Dwudziestodwuletnia dziewczyna zapragnęła poznać Afrykę. Kupiła bilet przez Internet i poleciała do Nairobi, na przekór przestrzegającym ją bliskim, bez doświadczenia, goniąc za marzeniami. Wtedy jeszcze nie wiedziała, jak bardzo ta decyzja zmieni jej życie. O wyprawie do serca Czarnego Lądu i podróży w głąb siebie napisała książkę „Kenia – hakuna kurudi”. Paula Anna Gierak o życiu w Kenii opowiada w rozmowie z Anną Gniewkowską-Gracz.

REKLAMA


– Jakie to uczucie znaleźć się w dalekim kraju, wśród obcych ludzi, w innej kulturze, w dodatku całkiem sama?
– Targały mną sprzeczne uczucia. Z jednej strony to właśnie tego chciałam, spełniałam swoje marzenie, dlatego byłam bardzo szczęśliwa i podek­scytowana, a z drugiej była to niekończąca się walka, która niejednokrotnie wyciskała ze mnie łzy. Podchodziłam do tej podróży z dużą pokorą, wiedziałam, że jestem żółtodziobem w podróżowaniu na własną rękę, a Afryka – w moim przypadku Kenia – stanowi wyzwanie nawet dla bardziej doświadczonych podróżników. Na początku wyprawy byłam bardzo zestresowana, chociaż nie wiem, czy to właściwe określenie. Może bardziej oszołomiona… W kółko sprawdzałam, czy wciąż mam przy sobie paszport i pieniądze, bardzo pilnowałam, żeby się nie zgubić lub żeby w drodze nie zastał mnie zmrok. Z czasem jednak czułam się coraz swobodniej, aż wreszcie w ogóle przestałam się czymkolwiek przejmować.

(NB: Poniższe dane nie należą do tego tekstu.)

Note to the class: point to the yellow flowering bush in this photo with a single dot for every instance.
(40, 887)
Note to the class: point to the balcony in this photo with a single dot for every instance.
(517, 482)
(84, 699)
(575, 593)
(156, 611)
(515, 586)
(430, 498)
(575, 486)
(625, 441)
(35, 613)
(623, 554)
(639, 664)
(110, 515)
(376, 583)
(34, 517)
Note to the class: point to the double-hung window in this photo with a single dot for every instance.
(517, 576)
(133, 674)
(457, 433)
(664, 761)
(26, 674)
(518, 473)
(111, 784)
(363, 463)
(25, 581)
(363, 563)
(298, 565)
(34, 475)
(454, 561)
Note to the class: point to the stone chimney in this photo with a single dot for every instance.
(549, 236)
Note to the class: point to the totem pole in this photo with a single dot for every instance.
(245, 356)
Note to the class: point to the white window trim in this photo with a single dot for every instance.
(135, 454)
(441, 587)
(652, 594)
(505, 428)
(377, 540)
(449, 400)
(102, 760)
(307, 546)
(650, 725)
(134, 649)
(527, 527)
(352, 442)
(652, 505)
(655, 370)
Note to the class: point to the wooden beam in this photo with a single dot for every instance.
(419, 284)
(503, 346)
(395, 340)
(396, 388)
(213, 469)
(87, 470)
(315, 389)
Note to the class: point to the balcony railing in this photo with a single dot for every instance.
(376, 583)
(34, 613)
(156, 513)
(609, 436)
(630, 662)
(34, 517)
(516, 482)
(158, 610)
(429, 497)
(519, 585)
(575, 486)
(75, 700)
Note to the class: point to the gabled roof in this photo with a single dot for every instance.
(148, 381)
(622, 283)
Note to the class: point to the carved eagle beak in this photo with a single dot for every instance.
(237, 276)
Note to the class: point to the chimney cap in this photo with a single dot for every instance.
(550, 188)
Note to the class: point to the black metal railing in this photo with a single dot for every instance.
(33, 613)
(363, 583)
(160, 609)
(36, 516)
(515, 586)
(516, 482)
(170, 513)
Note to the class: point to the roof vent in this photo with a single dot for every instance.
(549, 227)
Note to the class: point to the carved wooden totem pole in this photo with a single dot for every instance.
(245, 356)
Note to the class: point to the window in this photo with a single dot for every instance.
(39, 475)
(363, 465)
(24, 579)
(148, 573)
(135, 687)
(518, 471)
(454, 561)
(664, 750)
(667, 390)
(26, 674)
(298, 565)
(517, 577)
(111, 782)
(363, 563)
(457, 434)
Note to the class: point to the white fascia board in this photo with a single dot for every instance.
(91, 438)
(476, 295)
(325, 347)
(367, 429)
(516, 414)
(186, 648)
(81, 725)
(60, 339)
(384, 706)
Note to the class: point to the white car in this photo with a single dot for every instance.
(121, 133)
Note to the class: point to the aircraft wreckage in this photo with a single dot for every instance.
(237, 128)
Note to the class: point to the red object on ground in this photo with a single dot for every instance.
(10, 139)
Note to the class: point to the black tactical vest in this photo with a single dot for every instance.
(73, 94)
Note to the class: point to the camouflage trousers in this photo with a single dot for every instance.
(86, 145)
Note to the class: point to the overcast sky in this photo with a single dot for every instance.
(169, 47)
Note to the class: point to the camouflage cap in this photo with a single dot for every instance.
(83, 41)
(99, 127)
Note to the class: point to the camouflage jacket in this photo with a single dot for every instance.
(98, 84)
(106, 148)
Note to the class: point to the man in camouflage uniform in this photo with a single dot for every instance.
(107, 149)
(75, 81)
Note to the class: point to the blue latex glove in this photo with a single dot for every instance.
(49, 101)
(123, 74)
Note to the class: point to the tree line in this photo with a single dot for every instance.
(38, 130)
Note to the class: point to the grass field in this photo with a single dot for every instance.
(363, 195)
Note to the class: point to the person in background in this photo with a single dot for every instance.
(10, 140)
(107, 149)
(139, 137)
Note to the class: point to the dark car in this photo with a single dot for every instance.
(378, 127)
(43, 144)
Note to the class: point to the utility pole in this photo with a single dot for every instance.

– Dlaczego to właśnie Kenia tak Ciebie zafascynowała?
– Fascynacja Kenią przyszła dopiero po podróży. Nie miałam wcześniej konkretnego planu, żeby akurat tam się wybrać. Pierwotnym celem wyprawy była Namibia, później Botswana, gdzieś w międzyczasie po głowie chodził mi także Mozambik i RPA, aż w końcu, zupełnie przypadkiem, padło na Kenię. Chyba już nie było czasu dłużej się zastanawiać…
To, co urzekło mnie najbardziej, to kenijska różnorodność. I nie mam tu na myśli tylko krajobrazów, które potrafią diametralnie się zmieniać w miarę pokonywania kolejnych kilometrów, ale także zróżnicowanie plemienne, językowe, religijne, mieszankę czasów kolonialnych z nowoczesnością. To wszystko tak przyciąga, że nie sposób do Kenii nie wracać.

– Afryka, chociaż już nie tak dzika, jak za czasów Fiedlera, wciąż stanowi wyzwanie dla tych, którzy udają się na ten kontynent. Co było dla Ciebie najtrudniejsze podczas wyprawy na Czarny Ląd?

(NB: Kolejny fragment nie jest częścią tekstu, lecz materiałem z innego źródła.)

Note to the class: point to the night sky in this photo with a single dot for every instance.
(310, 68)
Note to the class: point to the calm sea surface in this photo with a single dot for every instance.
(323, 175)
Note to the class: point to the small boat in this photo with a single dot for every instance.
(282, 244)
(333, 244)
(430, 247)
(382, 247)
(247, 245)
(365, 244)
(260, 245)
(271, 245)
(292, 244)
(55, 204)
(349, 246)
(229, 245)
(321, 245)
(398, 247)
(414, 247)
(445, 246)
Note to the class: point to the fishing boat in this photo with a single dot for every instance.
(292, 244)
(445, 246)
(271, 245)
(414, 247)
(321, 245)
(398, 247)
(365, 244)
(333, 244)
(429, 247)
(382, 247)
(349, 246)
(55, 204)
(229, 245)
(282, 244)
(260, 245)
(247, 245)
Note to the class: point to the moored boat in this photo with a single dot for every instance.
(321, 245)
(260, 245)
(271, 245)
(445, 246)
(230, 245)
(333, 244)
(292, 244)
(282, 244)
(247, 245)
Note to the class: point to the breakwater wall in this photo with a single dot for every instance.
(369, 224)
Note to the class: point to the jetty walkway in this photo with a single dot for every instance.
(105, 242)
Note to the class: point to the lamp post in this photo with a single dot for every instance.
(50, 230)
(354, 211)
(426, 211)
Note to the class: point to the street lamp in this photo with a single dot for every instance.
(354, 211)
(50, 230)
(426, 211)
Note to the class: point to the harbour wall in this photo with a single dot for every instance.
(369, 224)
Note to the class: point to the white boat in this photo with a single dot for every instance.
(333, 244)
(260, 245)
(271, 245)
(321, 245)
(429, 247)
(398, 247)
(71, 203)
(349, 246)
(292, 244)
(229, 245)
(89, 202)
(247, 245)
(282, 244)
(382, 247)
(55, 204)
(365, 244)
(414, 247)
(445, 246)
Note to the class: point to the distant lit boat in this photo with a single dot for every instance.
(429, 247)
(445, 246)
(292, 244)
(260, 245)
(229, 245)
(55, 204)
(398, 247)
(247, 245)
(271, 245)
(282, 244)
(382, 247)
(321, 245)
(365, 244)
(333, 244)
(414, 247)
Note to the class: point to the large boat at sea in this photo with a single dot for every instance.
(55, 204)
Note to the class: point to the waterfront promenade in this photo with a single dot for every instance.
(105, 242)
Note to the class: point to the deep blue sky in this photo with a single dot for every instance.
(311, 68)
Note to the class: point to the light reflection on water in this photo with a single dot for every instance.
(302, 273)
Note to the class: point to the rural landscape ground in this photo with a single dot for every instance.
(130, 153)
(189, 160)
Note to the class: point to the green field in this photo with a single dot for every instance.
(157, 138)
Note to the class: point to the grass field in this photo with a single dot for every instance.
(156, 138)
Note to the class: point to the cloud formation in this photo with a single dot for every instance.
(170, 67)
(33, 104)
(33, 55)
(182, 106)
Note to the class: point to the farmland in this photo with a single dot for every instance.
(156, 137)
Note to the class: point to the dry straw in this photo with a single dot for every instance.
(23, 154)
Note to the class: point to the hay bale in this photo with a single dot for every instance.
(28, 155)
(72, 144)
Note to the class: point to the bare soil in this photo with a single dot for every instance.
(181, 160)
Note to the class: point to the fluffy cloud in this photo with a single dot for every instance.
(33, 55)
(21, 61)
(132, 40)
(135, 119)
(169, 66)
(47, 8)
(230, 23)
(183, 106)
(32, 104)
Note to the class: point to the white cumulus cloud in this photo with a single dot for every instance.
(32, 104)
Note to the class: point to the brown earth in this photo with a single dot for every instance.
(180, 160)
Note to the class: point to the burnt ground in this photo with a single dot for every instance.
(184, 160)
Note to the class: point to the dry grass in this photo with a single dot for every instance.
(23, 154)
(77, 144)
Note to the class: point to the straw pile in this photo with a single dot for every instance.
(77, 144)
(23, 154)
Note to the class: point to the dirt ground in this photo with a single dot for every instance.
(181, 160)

– Najwięcej trudności przysparzał mi mój kolor skóry i to, że byłam sama, co budziło bardzo duże zainteresowanie, niekoniecznie w pozytywnym znaczeniu. Niestety biały człowiek na Czarnym Lądzie jest traktowany jak chodząca góra złota. Tłumaczenia takie jak moje, że jestem studentką, która cały rok pracowała i odkładała na wyjazd i że tak naprawdę nie mam zbyt dużo pieniędzy, robiły jeszcze ze mnie kłamczuchę. Przeciętny Kenijczyk ma swoje głęboko zakorzenione poglądy na temat białych ludzi.
Ogromny problem stanowi również korupcja, ponieważ nic nie da się załatwić bez dawania pieniędzy pod przysłowiowym stołem, ale dla mnie stawka oczywiście zawsze była wyższa. W trakcie podróży to bardzo irytuje.

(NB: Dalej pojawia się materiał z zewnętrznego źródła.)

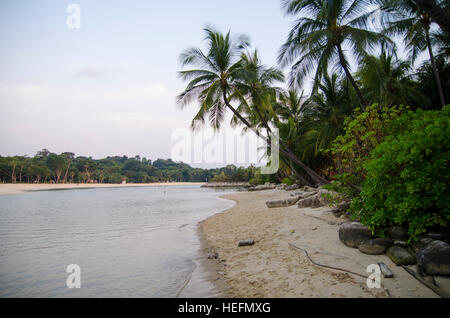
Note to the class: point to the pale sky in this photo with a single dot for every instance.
(109, 88)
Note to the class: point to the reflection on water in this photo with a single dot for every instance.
(128, 242)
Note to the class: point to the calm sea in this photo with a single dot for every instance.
(128, 242)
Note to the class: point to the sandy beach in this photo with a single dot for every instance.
(272, 268)
(8, 188)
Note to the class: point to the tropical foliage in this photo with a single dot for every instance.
(48, 167)
(407, 175)
(339, 128)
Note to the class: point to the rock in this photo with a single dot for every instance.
(434, 259)
(292, 187)
(316, 200)
(342, 207)
(398, 233)
(213, 256)
(308, 189)
(246, 243)
(403, 244)
(400, 256)
(421, 243)
(375, 246)
(385, 270)
(353, 234)
(262, 187)
(282, 203)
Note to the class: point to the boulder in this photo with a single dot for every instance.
(375, 246)
(400, 256)
(316, 199)
(292, 187)
(313, 201)
(434, 259)
(398, 233)
(341, 208)
(309, 189)
(353, 234)
(282, 203)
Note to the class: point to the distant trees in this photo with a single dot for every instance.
(50, 167)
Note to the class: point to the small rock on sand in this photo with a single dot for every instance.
(353, 234)
(434, 259)
(246, 243)
(400, 256)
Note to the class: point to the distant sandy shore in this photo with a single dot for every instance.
(271, 268)
(20, 188)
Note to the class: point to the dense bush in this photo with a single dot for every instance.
(287, 181)
(363, 131)
(407, 175)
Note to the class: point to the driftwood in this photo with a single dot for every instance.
(246, 243)
(282, 203)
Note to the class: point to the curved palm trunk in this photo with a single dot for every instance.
(349, 75)
(284, 150)
(435, 70)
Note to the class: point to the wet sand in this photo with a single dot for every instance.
(8, 188)
(271, 268)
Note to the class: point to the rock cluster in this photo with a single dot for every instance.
(266, 186)
(431, 255)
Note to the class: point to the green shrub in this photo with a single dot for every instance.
(364, 130)
(407, 175)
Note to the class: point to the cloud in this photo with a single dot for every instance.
(94, 72)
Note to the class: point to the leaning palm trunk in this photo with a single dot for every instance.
(349, 75)
(285, 151)
(435, 70)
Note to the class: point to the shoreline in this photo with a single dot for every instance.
(18, 188)
(272, 269)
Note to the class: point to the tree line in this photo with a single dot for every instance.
(49, 167)
(327, 41)
(373, 126)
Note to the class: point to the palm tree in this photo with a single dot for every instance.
(322, 31)
(408, 19)
(387, 80)
(439, 12)
(327, 111)
(215, 82)
(256, 91)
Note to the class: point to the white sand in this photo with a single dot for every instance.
(271, 268)
(20, 188)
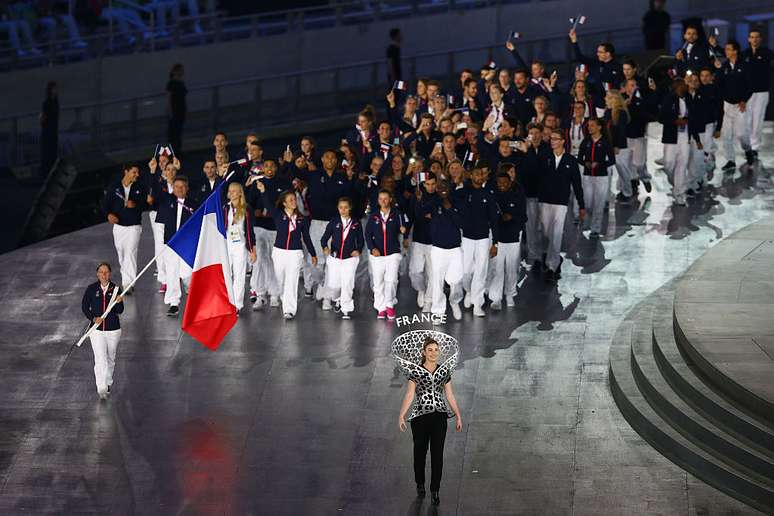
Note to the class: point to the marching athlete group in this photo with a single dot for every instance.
(454, 191)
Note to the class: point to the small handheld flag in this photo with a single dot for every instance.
(578, 20)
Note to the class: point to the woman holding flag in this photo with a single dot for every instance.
(240, 238)
(105, 337)
(288, 254)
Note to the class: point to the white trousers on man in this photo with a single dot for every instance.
(757, 108)
(385, 274)
(315, 274)
(475, 266)
(447, 268)
(127, 240)
(735, 128)
(596, 190)
(263, 280)
(157, 228)
(176, 270)
(552, 220)
(340, 280)
(534, 234)
(677, 158)
(505, 271)
(287, 266)
(623, 165)
(104, 344)
(237, 255)
(639, 163)
(420, 271)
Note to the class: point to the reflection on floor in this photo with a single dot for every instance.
(301, 417)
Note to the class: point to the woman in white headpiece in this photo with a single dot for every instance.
(427, 358)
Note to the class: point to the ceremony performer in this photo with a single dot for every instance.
(430, 390)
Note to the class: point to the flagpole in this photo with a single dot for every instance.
(143, 271)
(113, 301)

– Dzięki wyprawie do Kenii nie tylko spełniłaś swoje marzenie, ale zyskałaś znacznie więcej…
– Korzyści z tej podróży było wiele, jeszcze więcej z późniejszych powrotów i pobytów w Kenii. Poznałam siebie i swoje możliwości, wiele się nauczyłam. Wróciłam do Polski z zupełnie innym postrzeganiem świata. Z perspektywy czasu mogę śmiało powiedzieć, że nic lepszego nie mogło mi się przytrafić, i z niecierpliwością czekam na kolejne wyzwania, bo to wciąż dopiero początek… Przynajmniej taką mam nadzieję.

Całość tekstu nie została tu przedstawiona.